COVID-19 Recovery: Building future pandemic preparedness and understanding citizen engagement in the G7
- Open for applications
- Early-career, Established researcher, Mid-career, Postdoctoral or equivalent research, Senior researcher
Funded by the UK’s Department for Business, Energy and Industrial Strategy.
This programme provides UK and G7-based researchers at any career stage, and active in any discipline within the humanities and social sciences, to submit proposals focused on vaccine engagement, including examples of community confidence and hesitancy in Japan, Canada, Italy, Germany and France.
COVID-19 is the most challenging health crisis we have faced for decades. Its impacts are changing lives, communities and economies, but these challenges are not new. There are lessons we can learn from history and recent experience, such as the response to Ebola in recent years and research on other global vaccine campaigns such as polio. Evidence from the social sciences and humanities is critical to our recovery and how we can shape a positive future.

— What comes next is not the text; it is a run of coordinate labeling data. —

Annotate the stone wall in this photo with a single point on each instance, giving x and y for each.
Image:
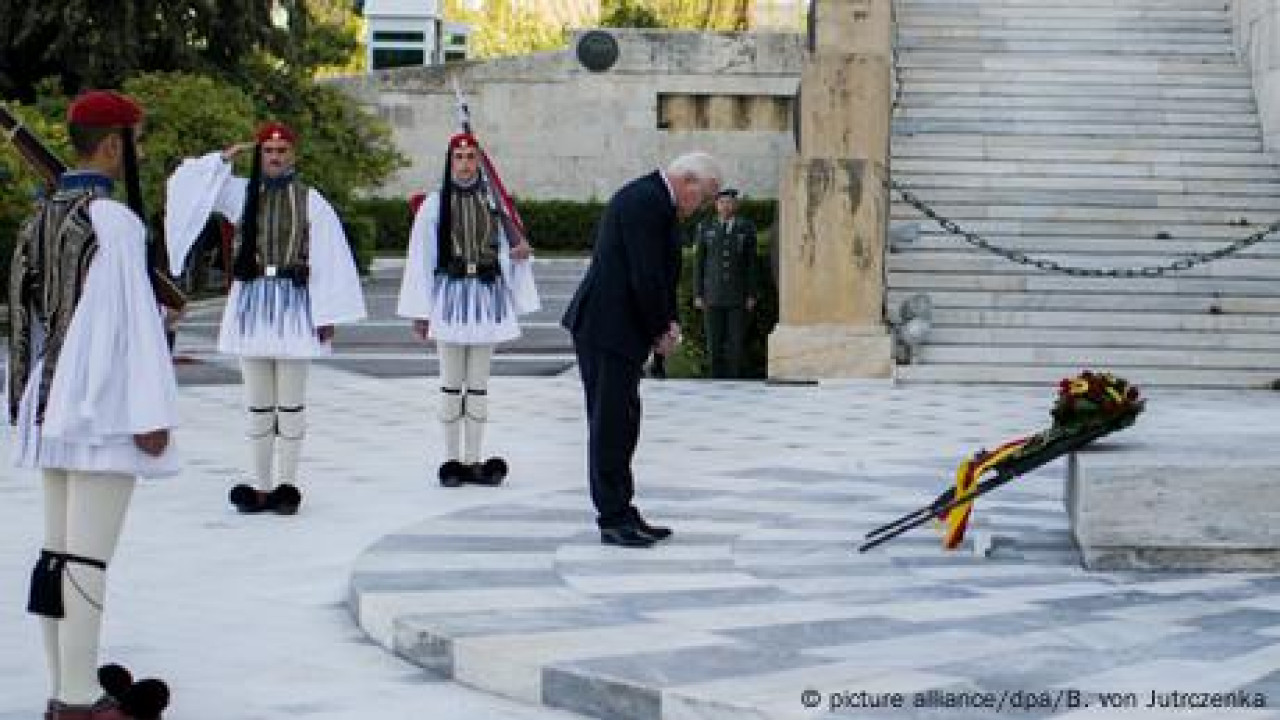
(1257, 37)
(560, 131)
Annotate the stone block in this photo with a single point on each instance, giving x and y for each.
(845, 106)
(832, 223)
(1144, 501)
(805, 352)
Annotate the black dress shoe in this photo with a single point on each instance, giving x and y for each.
(656, 532)
(626, 536)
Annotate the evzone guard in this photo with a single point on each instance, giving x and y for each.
(295, 279)
(92, 397)
(467, 277)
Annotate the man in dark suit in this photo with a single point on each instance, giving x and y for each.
(624, 310)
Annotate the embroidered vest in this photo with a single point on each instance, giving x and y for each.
(46, 279)
(472, 242)
(283, 246)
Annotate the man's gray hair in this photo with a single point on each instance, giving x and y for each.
(700, 165)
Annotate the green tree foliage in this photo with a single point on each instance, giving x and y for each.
(507, 27)
(99, 44)
(629, 13)
(206, 72)
(682, 14)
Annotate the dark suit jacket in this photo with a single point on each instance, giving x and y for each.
(627, 297)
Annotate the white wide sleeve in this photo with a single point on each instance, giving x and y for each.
(199, 186)
(520, 279)
(114, 373)
(334, 281)
(416, 286)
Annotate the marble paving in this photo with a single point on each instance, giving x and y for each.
(760, 607)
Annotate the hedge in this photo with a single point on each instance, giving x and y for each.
(563, 226)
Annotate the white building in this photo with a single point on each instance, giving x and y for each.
(402, 33)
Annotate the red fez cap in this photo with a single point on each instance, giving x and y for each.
(464, 140)
(277, 131)
(104, 109)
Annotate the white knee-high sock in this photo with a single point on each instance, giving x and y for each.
(452, 377)
(476, 400)
(55, 540)
(291, 391)
(260, 396)
(95, 514)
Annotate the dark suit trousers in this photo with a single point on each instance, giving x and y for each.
(611, 383)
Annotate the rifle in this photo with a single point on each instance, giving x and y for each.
(512, 223)
(49, 167)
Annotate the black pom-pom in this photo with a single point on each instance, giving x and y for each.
(494, 470)
(246, 499)
(452, 473)
(286, 499)
(146, 700)
(115, 680)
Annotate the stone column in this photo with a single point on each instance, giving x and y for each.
(833, 205)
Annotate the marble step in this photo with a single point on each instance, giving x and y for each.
(1032, 81)
(1050, 229)
(947, 100)
(1015, 213)
(1083, 5)
(974, 261)
(1050, 319)
(923, 169)
(1127, 247)
(1191, 48)
(1036, 150)
(1203, 35)
(1152, 16)
(1048, 376)
(1070, 114)
(914, 281)
(1102, 195)
(1078, 4)
(1110, 358)
(1208, 304)
(1041, 145)
(1079, 95)
(1144, 128)
(1092, 337)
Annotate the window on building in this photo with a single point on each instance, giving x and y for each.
(699, 112)
(397, 58)
(400, 36)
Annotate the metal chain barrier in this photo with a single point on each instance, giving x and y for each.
(1041, 263)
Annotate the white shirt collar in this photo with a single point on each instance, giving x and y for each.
(671, 191)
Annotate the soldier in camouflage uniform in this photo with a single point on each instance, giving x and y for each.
(725, 283)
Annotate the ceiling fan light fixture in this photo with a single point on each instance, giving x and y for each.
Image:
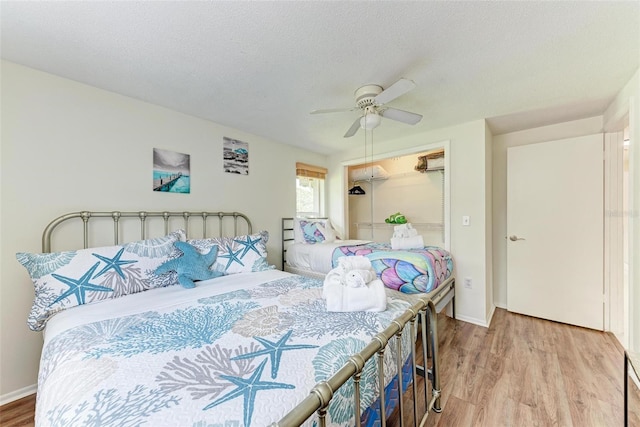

Moreover, COVID-19 is not impacting individuals, communities, families, countries and other groupings in isolation. The experience of COVID-19 is taking place in differing and dynamic contexts; individuals and communities are living through their own social, moral and material situations. For example, pre-existing and long-standing structural inequalities and historical injustices seem to be playing an especially important role in the impacts of COVID-19, the dialogues around vaccination and the trustworthiness of those communicating in the current environment of uncertainty. There is good reason to believe that vaccine engagement is weaker amongst disadvantaged groups, and, crucially, that this is a logical consequence of structural disadvantage and discrimination.
The aim of this call is to facilitate global and interconnected learning about the contexts, causes and factors leading to vaccine engagement by supporting research within each country of the G7. Applications on these issues must demonstrate a dedicated focus on place and context at local and community levels, as well as an ability to connect learning to national and international dynamics.

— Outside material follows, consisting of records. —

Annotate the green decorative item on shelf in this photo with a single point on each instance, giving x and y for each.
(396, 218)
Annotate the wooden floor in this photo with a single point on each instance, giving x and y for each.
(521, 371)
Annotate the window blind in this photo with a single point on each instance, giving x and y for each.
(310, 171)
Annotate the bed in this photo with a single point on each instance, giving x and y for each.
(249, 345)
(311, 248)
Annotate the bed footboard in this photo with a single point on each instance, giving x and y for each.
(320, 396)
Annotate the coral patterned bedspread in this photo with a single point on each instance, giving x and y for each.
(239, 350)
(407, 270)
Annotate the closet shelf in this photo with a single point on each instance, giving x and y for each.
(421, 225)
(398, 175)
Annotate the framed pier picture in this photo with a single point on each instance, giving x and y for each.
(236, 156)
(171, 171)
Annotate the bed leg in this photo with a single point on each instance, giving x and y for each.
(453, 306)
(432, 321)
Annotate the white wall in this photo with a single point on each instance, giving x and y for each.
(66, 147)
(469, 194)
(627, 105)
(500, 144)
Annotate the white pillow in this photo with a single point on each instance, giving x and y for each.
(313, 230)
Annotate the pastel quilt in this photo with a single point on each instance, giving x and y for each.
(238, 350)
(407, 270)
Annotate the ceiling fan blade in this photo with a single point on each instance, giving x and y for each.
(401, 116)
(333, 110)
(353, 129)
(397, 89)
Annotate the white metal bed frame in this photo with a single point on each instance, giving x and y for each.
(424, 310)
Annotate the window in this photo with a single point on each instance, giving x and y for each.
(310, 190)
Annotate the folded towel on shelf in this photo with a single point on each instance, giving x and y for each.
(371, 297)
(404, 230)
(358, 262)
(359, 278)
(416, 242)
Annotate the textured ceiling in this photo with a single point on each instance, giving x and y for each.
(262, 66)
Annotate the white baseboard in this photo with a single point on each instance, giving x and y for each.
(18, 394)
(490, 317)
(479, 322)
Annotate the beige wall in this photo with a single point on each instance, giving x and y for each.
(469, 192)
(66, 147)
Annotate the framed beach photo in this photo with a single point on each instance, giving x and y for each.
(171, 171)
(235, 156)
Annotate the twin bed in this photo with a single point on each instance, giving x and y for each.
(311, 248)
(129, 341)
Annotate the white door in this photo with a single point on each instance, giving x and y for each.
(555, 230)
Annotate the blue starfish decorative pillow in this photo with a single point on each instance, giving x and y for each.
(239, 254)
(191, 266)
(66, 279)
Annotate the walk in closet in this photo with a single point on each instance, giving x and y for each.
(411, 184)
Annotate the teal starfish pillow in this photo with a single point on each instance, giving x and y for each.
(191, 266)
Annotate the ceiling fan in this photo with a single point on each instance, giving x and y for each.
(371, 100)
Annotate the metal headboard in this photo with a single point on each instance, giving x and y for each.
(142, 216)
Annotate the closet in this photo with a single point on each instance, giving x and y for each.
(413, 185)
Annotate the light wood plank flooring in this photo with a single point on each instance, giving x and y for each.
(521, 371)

Projects can and should build on existing or ongoing research, but should ultimately allow us to establish an evidence base that can be used to answer the questions:
- How does context-specific to place, culture, social, political and economic factors shape people’s responses to vaccines?
- How can we harness existing knowledge to develop, disseminate and employ community-engaged research which works for and with national and regional public health authorities and community actors and researchers before, during and after vaccine deployment programs?

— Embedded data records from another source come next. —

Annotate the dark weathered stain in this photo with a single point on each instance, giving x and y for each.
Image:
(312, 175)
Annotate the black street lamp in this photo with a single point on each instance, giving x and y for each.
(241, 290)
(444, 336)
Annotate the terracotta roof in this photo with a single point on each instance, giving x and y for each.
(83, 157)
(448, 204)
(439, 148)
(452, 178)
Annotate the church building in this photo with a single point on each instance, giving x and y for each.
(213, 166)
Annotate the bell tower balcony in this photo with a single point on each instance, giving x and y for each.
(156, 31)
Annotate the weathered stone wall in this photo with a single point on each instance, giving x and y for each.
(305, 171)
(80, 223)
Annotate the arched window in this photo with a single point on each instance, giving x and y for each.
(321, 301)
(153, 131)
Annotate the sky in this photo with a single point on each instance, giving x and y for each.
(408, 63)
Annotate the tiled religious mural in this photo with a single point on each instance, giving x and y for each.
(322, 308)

The lead applicant must be a researcher from the humanities or social sciences and be based at an eligible UK university or research institute. The lead applicant must be of postdoctoral status or above (or have equivalent research experience) and the PI’s position must last at least the duration of the grant funded by the Academy.
Projects can involve up to three Co-Applicants and must include at least one named Co-Applicant who will be actively assisting in the direction and management of at least parts of the project. Collaboration between researchers in different institutions is encouraged where appropriate and we expect to see PIs and Co-Applicants based in both the UK and elsewhere in the G7.
For more details about the programme and the eligibility requirements, please see the scheme notes.
Value and duration
Awards of five months in duration and up to £100,000 are available.
Funding can be used to support the time of the Principal Investigator and Co-Applicants; research assistance; travel, fieldwork and related expenses; and networking costs. Awards are offered on an 80 per cent full economic costing basis.
Projects must begin on 27 October 2021.
Applications must be submitted online using the British Academy's Grant Management System (GMS), Flexi-Grant®.
The deadline for submissions and UK institutional approval is on 6 October 2021, 17:00, UK time.